Mobile breaks free, no longer an extension of online
Marketers are increasingly looking for innovative and flexible mobile-specific formats, such as native ads and video in order to garner attention of their target audience and enhance their dollar spends. Despite being at an early stage with native ads and video, purpose-built portrait video units are becoming an obvious next step.
As apps or advertising SDKs become more customisable and start to take hold, these two formats will start to evolve into completely different and interactive units that could enhance advertising experiences. Dynamic video content; interactive units that actually work; SDKs that understand the propensity toward one type of behaviour vs. another, and advertising experiences that follow suit; and storyboarding or incentivised storyboarding across multiple screens.
According to industry experts spending on native ads in Asia Pacific is also expected to double to USD 16.9 billion by 2018. With China leading the market and grow from USD 2.6 billion to USD 5.12 billion, followed by Japan at USD 2.22 billion to USD 4.36 billion and Australia from USD 0.78 billion to USD 1.53 billion. Indonesia will also see a rapid increase from USD 0.55 billion this year to USD 1.53 billion by 2018.

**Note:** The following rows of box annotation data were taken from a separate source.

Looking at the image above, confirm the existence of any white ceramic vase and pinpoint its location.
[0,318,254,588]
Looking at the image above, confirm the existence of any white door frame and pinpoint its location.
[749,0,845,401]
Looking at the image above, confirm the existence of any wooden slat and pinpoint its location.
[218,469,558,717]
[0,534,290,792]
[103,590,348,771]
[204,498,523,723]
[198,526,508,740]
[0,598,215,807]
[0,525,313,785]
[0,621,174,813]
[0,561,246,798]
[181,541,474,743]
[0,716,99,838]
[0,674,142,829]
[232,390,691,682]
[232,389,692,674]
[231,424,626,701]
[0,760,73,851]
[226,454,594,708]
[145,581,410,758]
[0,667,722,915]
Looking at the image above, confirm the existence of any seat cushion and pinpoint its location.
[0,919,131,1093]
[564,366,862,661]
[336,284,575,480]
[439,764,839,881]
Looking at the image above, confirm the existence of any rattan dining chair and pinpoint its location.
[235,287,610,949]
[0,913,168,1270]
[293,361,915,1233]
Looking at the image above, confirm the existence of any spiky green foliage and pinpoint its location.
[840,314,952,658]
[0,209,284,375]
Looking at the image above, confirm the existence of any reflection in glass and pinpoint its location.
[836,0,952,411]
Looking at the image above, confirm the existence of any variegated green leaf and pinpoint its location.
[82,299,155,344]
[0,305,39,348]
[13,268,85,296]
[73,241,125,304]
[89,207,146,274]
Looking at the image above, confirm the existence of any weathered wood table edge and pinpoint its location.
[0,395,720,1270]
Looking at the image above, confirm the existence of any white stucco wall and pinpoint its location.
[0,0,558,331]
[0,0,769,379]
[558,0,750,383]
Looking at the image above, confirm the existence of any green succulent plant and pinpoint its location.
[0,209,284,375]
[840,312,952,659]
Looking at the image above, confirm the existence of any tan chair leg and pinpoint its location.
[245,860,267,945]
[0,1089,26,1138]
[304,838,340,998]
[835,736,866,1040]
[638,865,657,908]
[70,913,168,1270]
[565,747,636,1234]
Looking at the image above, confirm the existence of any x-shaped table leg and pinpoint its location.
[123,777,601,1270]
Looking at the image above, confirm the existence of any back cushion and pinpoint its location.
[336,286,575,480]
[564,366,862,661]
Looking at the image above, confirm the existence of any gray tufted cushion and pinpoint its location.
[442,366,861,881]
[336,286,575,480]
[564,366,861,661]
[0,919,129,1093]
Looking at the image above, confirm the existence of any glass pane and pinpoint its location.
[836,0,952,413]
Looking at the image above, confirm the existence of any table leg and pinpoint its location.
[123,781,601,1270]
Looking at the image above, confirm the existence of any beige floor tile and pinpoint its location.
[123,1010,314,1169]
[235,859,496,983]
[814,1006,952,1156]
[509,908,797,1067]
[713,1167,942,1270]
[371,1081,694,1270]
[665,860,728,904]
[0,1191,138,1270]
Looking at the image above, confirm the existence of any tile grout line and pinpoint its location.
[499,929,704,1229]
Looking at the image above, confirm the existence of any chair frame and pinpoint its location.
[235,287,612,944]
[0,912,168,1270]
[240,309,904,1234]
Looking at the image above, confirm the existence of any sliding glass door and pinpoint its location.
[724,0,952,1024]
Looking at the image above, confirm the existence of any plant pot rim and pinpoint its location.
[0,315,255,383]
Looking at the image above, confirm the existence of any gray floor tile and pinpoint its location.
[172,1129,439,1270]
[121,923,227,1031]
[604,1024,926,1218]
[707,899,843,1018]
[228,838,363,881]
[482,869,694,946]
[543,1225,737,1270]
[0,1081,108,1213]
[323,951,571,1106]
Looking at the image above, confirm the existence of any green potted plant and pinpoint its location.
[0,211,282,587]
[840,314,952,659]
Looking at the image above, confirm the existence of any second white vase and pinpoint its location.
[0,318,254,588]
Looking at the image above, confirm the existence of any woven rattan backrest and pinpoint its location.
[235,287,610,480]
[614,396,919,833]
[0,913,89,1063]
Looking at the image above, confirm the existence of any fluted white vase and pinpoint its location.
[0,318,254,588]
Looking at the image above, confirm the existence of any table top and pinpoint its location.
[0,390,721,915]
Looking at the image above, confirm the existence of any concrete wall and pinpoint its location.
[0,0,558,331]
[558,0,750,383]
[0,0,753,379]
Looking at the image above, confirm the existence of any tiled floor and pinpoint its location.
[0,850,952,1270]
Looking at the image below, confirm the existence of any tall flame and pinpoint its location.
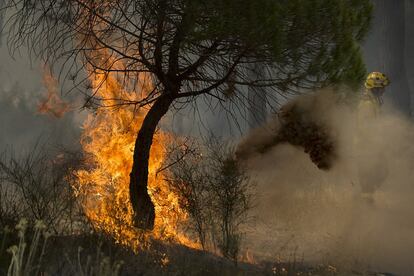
[75,62,198,250]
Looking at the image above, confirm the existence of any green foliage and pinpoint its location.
[187,0,372,85]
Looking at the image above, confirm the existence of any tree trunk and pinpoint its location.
[248,63,267,129]
[129,94,174,230]
[373,0,410,115]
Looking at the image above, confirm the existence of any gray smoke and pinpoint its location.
[240,90,414,275]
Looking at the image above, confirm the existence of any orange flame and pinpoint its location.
[74,60,199,250]
[37,70,70,118]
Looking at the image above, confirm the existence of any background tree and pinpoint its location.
[5,0,371,228]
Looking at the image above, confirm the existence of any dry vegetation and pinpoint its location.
[0,138,348,276]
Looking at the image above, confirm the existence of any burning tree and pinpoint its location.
[5,0,371,229]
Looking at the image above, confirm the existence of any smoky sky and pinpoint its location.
[0,43,80,151]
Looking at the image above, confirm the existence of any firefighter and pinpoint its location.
[356,72,390,202]
[359,72,390,117]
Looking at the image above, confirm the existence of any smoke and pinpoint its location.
[239,89,414,275]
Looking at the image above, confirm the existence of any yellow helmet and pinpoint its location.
[365,72,390,89]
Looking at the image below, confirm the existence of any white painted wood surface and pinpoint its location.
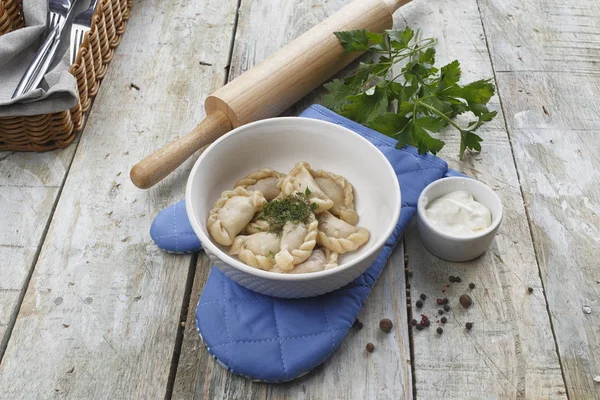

Just like how smartphones changed the way we consumed the Internet, this evolution will result in the mobile becoming independent and moving beyond desktops into a market and ecosystem that will quickly dwarf its predecessor.
Programmatic will lead
Real-time bidding (RTB) is real and a force that matures and becomes a reality for mobile around the world, moving to television, outdoor and print. According toeMarketer, the global RTB spend in digital advertising is estimated to reach USD 8.5 million in 2017. This trend is starting to influence the marketers in APAC as it has the biggest market potential for programmatic to gain more revenue.
In another report, eMarketer also shares majority of APAC’s marketers to either already using programmatic advertising or have plans to use it for generating better revenues for their ad campaigns, build brand awareness drive traffic to their website and primary being customer acquisition.
As part of this process, programmatic buying models, especially in mobile, will truly come of age. As programmatic deals and transactions across agencies continue to influence buying, traders, media planners, exchanges, and publishers will soon become centralised. Budgets will be broken out by audience rather than by medium, and all will be driven through established programmatic pipes significantly evolve the process of programmatic buying, especially in mobile.
Publishers gain power
A substantial shift will happen where publishers will be able to have access of the aggregate makeup and behaviour of their users as the fundamental data systems that connect users and advertisers mature. The preponderance of data available historically to the demand side will start to shift, and also become available to the supply side.
Through these “insights” and real-time access to user data on their apps or mobile sites, publishers will be able to customise the experience of ad-driven monetisation. As ads increasingly become content, both will become an intelligent stream, delivering more personalised experiences that are finally relevant to their end user.
Publishers will have the ability to promote inventory and/or audience packages to platforms where they can be discovered and customised programmatically. This will encourage deal creation from both publishers and advertisers, hence lowering the technology barrier that previously only allowed large publishers to have direct access to relevant demand directly.
All in all, 2016 will be the year where mobile truly gains independence and moves on to graduate into the advertising mainstream. With the alarming pace at which it is evolving, it would not be surprising to say that mobile will completely change the way digital advertising works. Perhaps, by 2017, we may not even be talking about “mobile” anymore but resolution and context.